Technik der Kontemplation

Sehr viel schlichter kommt ein Holzkruzifix mit gerundetem Hochbalken und der Aufschrift „Shalom“ (Frieden) daher, hinter dem sich eine tragische Familiengeschichte verbirgt. „Das hat ein Vater aus meiner alten Gemeinde in Essen-Steele-Horst gestaltet, dessen Sohn nach einem Sportunfall in der Schule gestorben ist. Er hat das Wort ,Shalom’ in der Handschrift seines Sohnes auf den Querbalken übertragen.“ Ein Kreuz also, das die Erinnerung ebenso wachhält wie den Versuch dokumentiert, mit einem schweren Verlust leben zu lernen – mit Hilfe des Glaubens.

Ein Kreuz mit Schriftzug.
Ein Kreuz mit Schriftzug.

Für die Begegnung mit der Zen-Meditation steht derweil ein getöpfertes Kreuz mit Kreisen in der Mitte, das das Logo des Duisburger Vereins „Leben aus der Mitte“ aufgreift. „Ich habe viele Jahre diese Technik der Kontemplation praktiziert, die auch im Bistum gelehrt wird“, berichtet Pottbäcker und greift dann nach einem grauen Kieselstein, dessen helle Maserung an Kreuze erinnert. „Den hat mir mein Neffe von einer Reise mitgebracht.“

Ein Geschenk zum Abschied

Und dann ist es schließlich ein Abschiedsgeschenk von Paula, einem Mädchen aus seiner früheren Steeler Gemeinde, das ihn erneut zum Schmunzeln bringt.

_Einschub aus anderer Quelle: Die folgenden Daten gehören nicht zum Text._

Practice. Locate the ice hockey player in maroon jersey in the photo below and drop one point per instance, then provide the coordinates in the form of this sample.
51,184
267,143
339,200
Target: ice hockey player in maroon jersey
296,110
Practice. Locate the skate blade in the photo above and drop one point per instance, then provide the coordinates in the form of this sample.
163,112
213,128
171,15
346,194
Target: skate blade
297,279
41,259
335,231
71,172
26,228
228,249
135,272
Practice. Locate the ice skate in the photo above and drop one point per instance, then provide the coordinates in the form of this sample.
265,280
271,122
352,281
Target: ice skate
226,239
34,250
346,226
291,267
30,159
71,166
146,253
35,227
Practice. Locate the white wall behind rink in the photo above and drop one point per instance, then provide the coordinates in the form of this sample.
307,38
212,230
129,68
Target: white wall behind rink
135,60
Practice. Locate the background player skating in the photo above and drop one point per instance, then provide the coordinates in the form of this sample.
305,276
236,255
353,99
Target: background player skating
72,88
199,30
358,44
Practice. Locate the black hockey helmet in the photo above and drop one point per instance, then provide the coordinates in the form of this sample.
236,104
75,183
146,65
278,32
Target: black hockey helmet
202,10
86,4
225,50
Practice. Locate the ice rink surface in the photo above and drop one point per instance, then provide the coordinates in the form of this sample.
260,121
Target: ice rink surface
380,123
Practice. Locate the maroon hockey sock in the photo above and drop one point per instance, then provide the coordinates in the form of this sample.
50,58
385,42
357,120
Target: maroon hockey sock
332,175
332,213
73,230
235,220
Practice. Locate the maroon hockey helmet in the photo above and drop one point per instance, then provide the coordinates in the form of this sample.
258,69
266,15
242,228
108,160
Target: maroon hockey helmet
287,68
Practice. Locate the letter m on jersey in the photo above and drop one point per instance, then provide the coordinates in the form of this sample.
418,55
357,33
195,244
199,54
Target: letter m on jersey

Ein Kreuz aus Pappstreifen.
Ein Kreuz aus Pappstreifen.

Zwei Pappstreifen hatte die Kleine als Abschiedsgeschenk zusammengeklebt und mit grünem Filzstift Jesus aufgezeichnet: leicht krakelig, mit viel zu großem runden Kopf und schiefem Lächeln im Gesicht. „Von Paula“ steht auf der Rückseite. Das Kreuz zu feiern als christliches Symbol der Hoffnung auf Auferstehung – mit dieser Bastelarbeit scheint es gar nicht so schwer.